More formally, in this paper we consider a sequential graph learning problem where _at the beginning, there is no information_ about the underlying graph. The edges are only _revealed progressively_ as a result of the choices of the learner. Specifically, the learner observes the set of nodes that have been influenced by the chosen node. The objective of the learner is to find and target the _most influential node_ of the graph. We consider a _local influence structure_. In this simple model, each node can only influence its neighbors. In this paper, we aim at finding a strategy for this problem that would be practical on very large graphs and in particular, that does not scale with the number of nodes if the graph has some structure.

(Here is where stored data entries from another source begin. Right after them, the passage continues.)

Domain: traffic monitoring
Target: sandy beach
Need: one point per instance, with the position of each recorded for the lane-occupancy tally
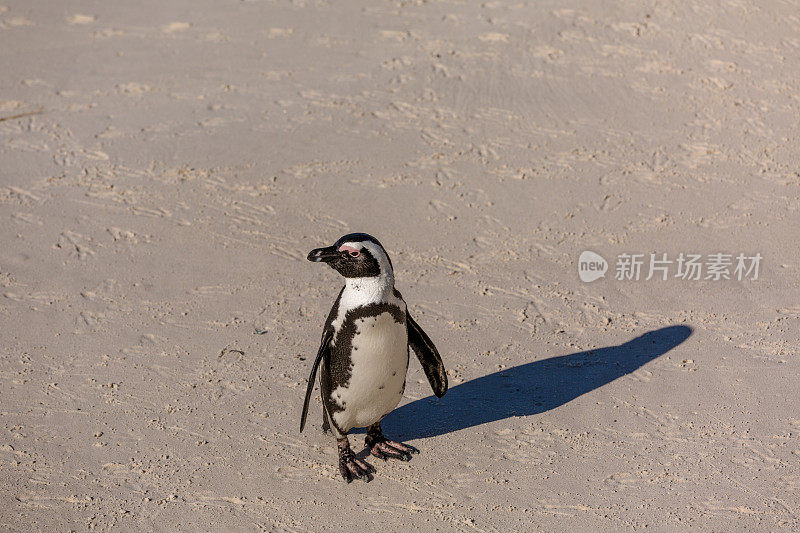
(165, 167)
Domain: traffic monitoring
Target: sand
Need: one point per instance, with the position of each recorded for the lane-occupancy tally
(170, 166)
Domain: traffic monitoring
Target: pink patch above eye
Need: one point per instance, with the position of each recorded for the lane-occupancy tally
(350, 250)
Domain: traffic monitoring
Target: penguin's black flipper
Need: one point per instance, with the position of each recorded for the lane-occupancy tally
(428, 357)
(324, 351)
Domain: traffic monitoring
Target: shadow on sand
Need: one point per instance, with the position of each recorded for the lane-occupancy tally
(529, 389)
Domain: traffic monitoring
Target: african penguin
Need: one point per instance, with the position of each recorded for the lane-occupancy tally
(363, 356)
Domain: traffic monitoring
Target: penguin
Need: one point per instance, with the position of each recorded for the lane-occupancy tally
(363, 355)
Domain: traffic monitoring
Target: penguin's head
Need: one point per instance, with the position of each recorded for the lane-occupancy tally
(356, 255)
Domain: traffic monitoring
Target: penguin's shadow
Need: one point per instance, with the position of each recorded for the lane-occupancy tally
(528, 389)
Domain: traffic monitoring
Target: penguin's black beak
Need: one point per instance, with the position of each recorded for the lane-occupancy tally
(324, 254)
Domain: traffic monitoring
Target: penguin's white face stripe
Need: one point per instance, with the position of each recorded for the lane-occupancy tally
(359, 292)
(377, 252)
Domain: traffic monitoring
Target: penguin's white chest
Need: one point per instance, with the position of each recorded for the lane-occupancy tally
(379, 360)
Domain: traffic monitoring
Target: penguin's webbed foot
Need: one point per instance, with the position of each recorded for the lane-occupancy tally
(352, 467)
(383, 448)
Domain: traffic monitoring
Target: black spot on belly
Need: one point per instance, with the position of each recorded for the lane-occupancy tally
(338, 368)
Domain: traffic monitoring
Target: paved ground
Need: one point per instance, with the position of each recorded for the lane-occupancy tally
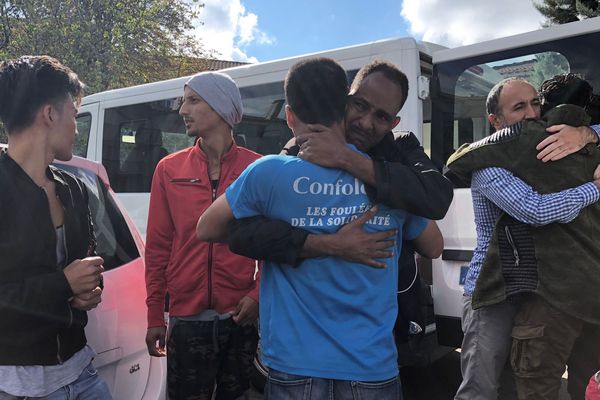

We propose a learning strategy that we call BARE, a bandit revelation algorithm. The performance guarantees for this algorithm do not scale with the number of nodes, but with the detectable dimension, a quantity that is often much smaller than the number of nodes. Specifically, BARE does not require to sample the entire graph when the detectable dimension is small.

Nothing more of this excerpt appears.